More Vue-ish as for me.


Yes, this is the obvious one and should always be preferred where applicable.
Template variables are a better (as in "more ergonomical") fit when you don't need to process all the array items and don't want to duplicate logic.


I'm a newbie when talking about Vue - well, programming in general, but your solution makes sense. I'll try to make use of it in an Angular based app I'm working on at office, where I've encountered the need of keeping some computed values close. Thanks for sharing!


Glad it helped. The approach was heavily inspired by React's render props. I have no clue though whether it's applicable to the Angular world.


How come the user data isn't "gotten" up front? I mean, creating calls for data in a loop (even in a program) is a bad pattern to begin with, isn't it?



The user data thing is a completely made up example, I didn't come up with something better that's pragmatic and also immediately "clicks" with the reader.

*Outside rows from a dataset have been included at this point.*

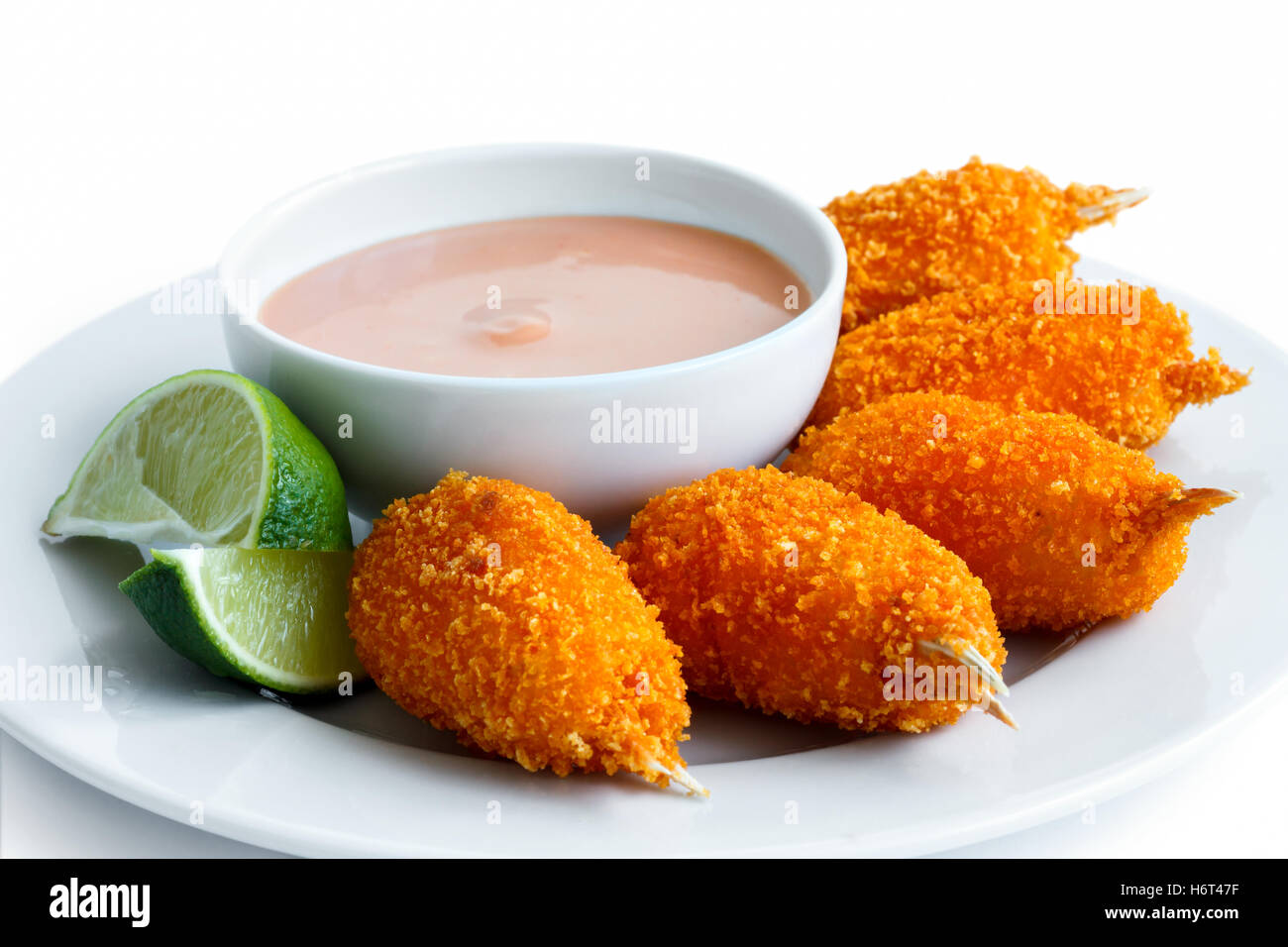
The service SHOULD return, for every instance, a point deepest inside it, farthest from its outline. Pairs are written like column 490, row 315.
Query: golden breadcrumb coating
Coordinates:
column 1063, row 526
column 488, row 608
column 1126, row 372
column 793, row 596
column 938, row 232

But yeah, if you mean network requests with "calls for data", that would not necessarily be a bad idea in a loop, but they certainly do not belong inside a template. In a real world example, the kind of data to store usually is some calculation or data structure creation you don't need in each iteration of the loop.

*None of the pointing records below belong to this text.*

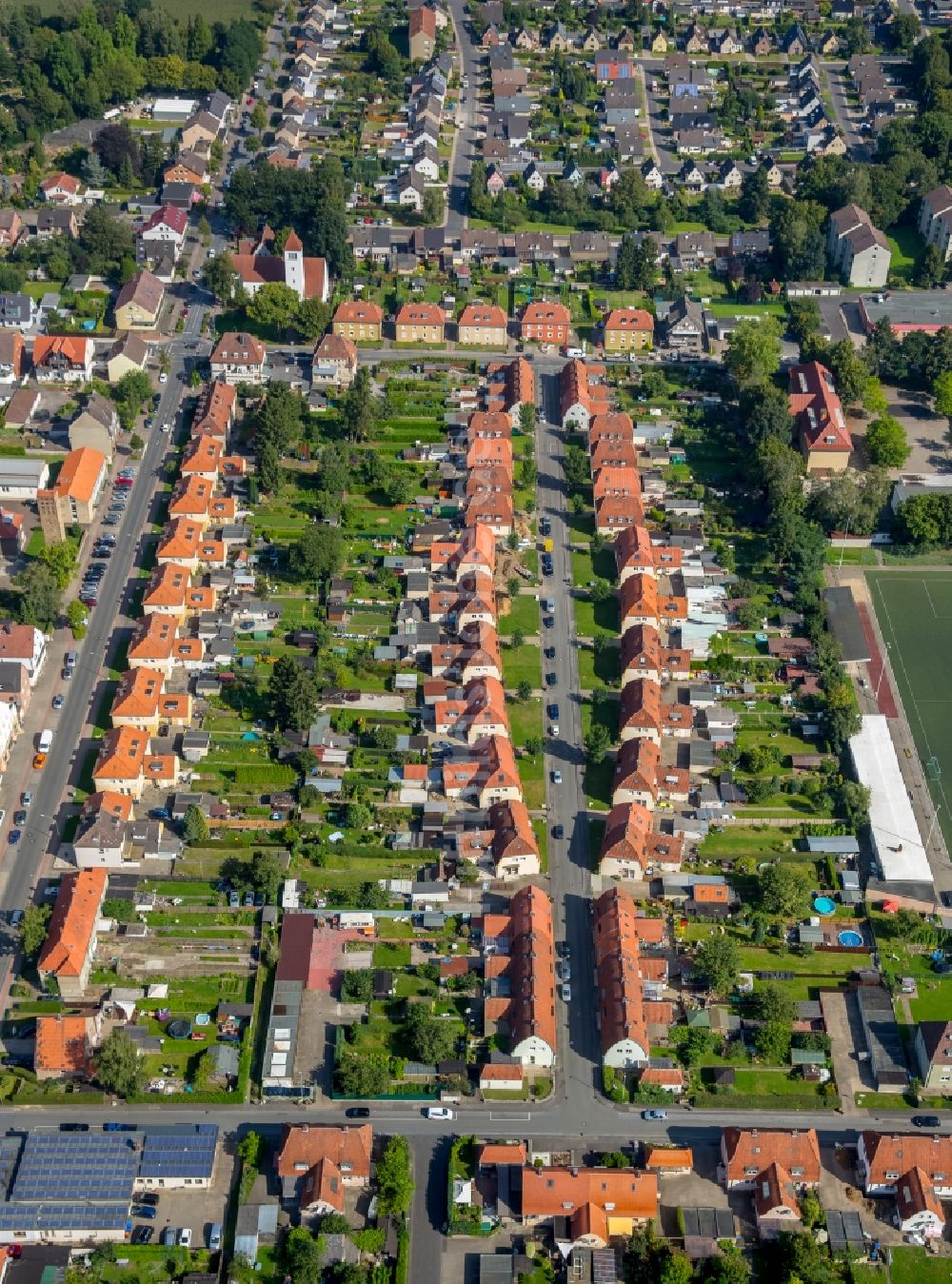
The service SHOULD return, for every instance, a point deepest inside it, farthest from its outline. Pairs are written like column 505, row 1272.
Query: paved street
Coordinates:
column 837, row 84
column 23, row 865
column 568, row 858
column 464, row 147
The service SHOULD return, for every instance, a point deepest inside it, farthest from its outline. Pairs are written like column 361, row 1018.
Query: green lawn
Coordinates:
column 933, row 1003
column 772, row 1082
column 603, row 668
column 522, row 662
column 915, row 1266
column 764, row 842
column 586, row 567
column 532, row 776
column 598, row 784
column 522, row 615
column 914, row 613
column 906, row 246
column 392, row 954
column 525, row 720
column 594, row 618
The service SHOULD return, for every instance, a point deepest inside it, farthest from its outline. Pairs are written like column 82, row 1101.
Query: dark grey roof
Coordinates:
column 845, row 625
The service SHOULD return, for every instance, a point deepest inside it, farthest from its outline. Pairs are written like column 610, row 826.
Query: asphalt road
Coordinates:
column 857, row 146
column 568, row 858
column 458, row 191
column 70, row 741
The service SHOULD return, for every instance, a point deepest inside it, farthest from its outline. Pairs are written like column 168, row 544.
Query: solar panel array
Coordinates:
column 83, row 1181
column 43, row 1216
column 179, row 1154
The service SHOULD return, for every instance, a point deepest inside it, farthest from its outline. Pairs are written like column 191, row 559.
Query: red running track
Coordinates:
column 886, row 700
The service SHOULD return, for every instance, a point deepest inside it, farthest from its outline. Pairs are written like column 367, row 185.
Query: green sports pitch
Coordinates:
column 914, row 610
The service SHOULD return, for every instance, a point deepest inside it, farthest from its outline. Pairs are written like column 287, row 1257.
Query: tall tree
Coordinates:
column 753, row 350
column 117, row 1064
column 885, row 442
column 292, row 695
column 717, row 962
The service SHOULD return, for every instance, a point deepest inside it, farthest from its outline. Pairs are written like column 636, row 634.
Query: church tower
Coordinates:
column 294, row 264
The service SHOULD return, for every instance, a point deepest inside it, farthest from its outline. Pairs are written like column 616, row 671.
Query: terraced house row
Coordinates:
column 190, row 605
column 466, row 709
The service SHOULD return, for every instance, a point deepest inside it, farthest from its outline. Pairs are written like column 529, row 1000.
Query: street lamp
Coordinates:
column 936, row 817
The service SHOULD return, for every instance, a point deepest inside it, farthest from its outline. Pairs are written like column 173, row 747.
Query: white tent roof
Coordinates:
column 896, row 836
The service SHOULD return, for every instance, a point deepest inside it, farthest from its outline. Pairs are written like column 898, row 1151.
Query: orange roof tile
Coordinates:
column 661, row 1157
column 121, row 755
column 501, row 1154
column 169, row 585
column 62, row 1045
column 179, row 538
column 555, row 1192
column 138, row 695
column 153, row 639
column 73, row 922
column 749, row 1151
column 304, row 1145
column 80, row 474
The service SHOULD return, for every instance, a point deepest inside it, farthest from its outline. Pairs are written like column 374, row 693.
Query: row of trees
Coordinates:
column 92, row 55
column 312, row 202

You could certainly create all needed data upfront and move the logic to other places (e.g. by memoizing or refactoring to additional components, as mentioned in the post) but to me it actually happens quite a lot that such an approach might be "cleaner" but is not worth sacrificing the amount of clarity and ease of use.


Yup. It's a bad example. Glad you agree. User data for the front end should not be in different places. In other words, there is no reason to have an array of users to then have to get the data to fill that array in a loop. That gathering of data should be done before the data reaches the loop.

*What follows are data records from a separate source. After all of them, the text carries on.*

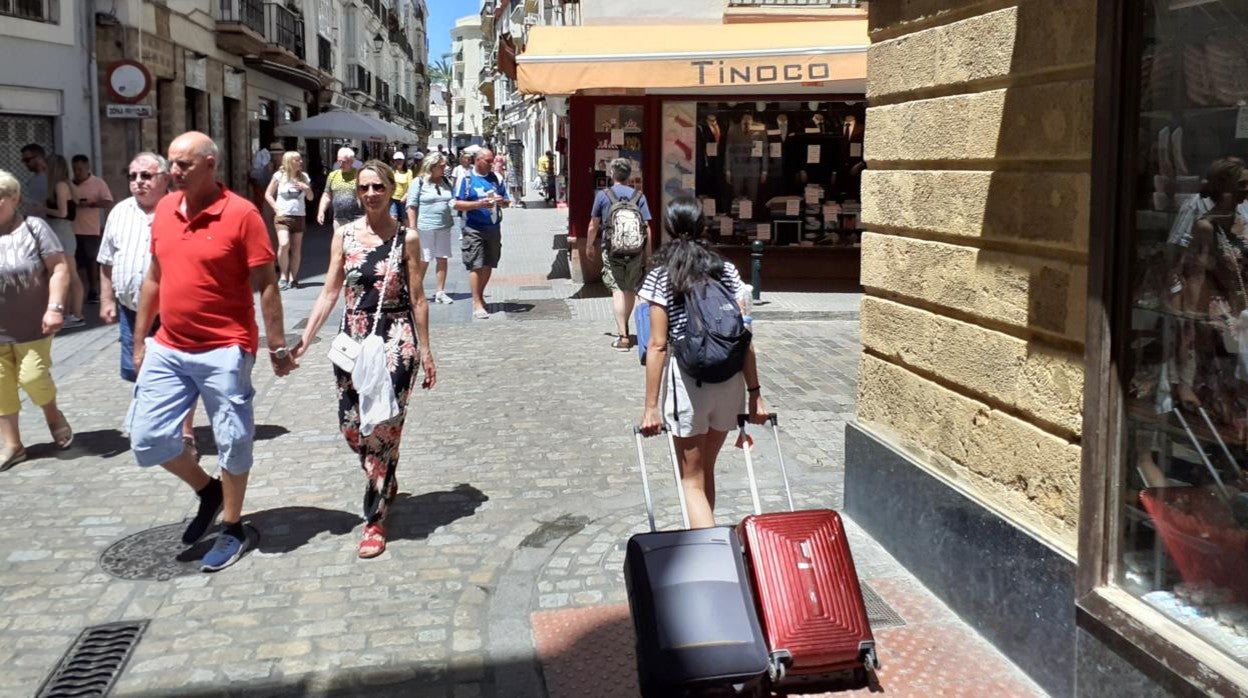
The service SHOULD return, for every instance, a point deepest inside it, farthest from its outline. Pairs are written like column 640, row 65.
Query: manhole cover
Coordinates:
column 879, row 613
column 94, row 662
column 159, row 553
column 552, row 531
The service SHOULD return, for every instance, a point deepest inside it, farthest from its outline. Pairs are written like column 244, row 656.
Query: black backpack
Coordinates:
column 715, row 341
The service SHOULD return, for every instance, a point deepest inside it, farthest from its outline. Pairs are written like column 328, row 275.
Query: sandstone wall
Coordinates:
column 979, row 145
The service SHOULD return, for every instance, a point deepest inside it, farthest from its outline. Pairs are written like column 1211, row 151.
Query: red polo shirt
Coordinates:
column 206, row 300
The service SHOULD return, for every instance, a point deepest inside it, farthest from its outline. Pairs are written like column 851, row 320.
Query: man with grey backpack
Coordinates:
column 622, row 215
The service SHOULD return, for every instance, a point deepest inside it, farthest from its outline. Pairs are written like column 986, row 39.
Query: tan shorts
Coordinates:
column 295, row 225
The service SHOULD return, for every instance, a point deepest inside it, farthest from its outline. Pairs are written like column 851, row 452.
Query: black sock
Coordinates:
column 236, row 530
column 214, row 485
column 210, row 503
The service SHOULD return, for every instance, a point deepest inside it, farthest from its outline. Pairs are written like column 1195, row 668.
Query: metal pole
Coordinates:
column 756, row 269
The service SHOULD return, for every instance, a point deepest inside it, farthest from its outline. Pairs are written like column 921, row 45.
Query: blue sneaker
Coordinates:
column 225, row 552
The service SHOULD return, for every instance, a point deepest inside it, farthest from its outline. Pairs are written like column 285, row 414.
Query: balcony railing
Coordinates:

If you pass anything to child components being looped over in a v-for, that passed data should be relatively small bits of data already "gotten". Or it can be data that can be broken down through the hierarchy of components. Most definitely each smaller component should NOT be calling for more data. That's sidestepping one-way data flow.

So, I'll be so bold to say, you probably couldn't find a practical use case, because there isn't one, because trying to call for data from passed in props or data is simply a poor pattern. If you are finding you need to do that, you are somehow starting off with an incorrect mental model of SFCs, component hierarchy and proper reactive data flow.



This can be useful to prevent v-for and v-if in one element.